By Pavel Polityuk
KYIV (Reuters) -Ukraine on Wednesday accused Russia of exploiting its capture of a nuclear power plant to fire rockets from the site at a nearby town in an attack that killed at least 13 people and wounded many others.
The town Ukraine says Russia targeted - Marhanets - is one that Moscow has alleged its enemies have used in the past to shell Russian soldiers stationed at the Zaporizhzhia plant, which they seized in March.
Ukraine and Russia have accused each other of imperiling the plant - Europe's largest nuclear complex - with attacks nearby.

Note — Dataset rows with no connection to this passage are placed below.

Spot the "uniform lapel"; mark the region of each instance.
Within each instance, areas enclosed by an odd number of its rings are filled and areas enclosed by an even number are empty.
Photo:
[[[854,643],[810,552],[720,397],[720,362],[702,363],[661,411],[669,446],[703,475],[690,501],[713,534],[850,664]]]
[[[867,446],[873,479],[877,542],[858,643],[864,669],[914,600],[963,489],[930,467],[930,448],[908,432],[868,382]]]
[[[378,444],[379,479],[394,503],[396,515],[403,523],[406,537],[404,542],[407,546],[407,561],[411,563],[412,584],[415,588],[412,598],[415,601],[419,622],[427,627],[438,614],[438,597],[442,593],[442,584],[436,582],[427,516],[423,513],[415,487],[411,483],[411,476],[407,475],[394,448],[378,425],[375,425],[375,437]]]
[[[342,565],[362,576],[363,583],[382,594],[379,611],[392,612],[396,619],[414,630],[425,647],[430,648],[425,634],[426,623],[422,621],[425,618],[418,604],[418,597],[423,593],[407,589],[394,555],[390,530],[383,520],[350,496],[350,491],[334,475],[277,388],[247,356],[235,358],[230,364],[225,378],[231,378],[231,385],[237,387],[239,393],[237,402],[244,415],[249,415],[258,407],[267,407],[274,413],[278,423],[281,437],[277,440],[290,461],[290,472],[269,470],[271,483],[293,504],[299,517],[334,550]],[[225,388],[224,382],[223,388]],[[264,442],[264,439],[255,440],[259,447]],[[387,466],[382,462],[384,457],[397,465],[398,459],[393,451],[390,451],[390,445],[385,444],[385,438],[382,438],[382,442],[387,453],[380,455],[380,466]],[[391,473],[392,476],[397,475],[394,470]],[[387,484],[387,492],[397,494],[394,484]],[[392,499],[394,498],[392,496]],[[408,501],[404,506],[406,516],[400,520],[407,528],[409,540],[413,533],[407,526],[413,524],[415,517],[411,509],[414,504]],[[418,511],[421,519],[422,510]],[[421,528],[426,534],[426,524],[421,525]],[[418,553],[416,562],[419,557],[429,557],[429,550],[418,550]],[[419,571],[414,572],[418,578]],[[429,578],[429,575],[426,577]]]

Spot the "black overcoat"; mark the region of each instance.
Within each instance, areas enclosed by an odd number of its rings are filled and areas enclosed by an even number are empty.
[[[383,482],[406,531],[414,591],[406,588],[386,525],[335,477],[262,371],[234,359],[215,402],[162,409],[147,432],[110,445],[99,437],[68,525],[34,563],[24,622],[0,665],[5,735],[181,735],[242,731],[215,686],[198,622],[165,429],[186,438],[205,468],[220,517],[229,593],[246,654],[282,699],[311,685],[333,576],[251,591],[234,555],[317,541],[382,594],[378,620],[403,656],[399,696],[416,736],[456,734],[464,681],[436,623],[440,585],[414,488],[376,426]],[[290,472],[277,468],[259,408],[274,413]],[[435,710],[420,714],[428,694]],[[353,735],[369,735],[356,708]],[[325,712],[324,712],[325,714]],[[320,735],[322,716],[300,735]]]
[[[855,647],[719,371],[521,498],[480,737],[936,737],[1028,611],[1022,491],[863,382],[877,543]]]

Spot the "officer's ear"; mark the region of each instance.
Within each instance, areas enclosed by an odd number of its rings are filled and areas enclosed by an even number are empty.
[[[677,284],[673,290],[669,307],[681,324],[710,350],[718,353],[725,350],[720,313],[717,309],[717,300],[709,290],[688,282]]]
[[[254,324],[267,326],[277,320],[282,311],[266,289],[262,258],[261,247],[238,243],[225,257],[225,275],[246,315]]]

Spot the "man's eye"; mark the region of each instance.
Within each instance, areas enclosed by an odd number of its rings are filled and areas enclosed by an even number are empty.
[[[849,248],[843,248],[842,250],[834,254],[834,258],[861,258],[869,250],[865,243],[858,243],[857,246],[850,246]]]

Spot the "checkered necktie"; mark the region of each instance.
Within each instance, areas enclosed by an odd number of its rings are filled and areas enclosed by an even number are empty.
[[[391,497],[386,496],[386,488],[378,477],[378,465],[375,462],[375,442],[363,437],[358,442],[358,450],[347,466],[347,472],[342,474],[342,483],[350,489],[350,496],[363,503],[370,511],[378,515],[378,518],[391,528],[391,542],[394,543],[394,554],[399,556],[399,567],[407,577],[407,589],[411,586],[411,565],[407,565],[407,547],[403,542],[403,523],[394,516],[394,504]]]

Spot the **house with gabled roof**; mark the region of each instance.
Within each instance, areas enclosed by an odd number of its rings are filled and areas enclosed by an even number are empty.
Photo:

After the United Nations' atomic energy watchdog sounded the alarm over a potential nuclear disaster, the Group of Seven leading industrialised countries on Wednesday told Russia to hand back the plant to Ukraine.
There are no indications that their demand will sway Moscow, which on Wednesday received powerful endorsement of its rationale for the Feb. 24 invasion from China, which has been conducting military drills of unprecedented intensity around self-ruled Taiwan.
Beijing's ambassador to Moscow, Zhang Hanhui, accused Washington of backing Russia into a corner with repeated expansions of the western-led NATO military alliance and support for Ukraine's alignment with the European Union.
"As the initiator and main instigator of the Ukrainian crisis, Washington, while imposing unprecedented comprehensive sanctions on Russia, continues to supply arms and military equipment to Ukraine," Zhang was quoted as saying.
"Their ultimate goal is to exhaust and crush Russia with a protracted war and the cudgel of sanctions."
There was no immediate comment from Russia on the Ukrainian allegations of an attack on Marhanets and Reuters could not independently verify Kyiv's version.
Moscow says it does not deliberately target civilians in what it calls its "special military operation" in Ukraine aimed at preemptively safeguarding its security against NATO expansion.
Ukraine and the West accuse Moscow of waging an unprovoked imperial-style war of aggression.
New Russian Ground Force
Andriy Yermak, President Volodymyr Zelensky's chief of staff, said Russia was launching attacks with impunity from Zaporizhzhia knowing it was risky for Ukraine to fight back.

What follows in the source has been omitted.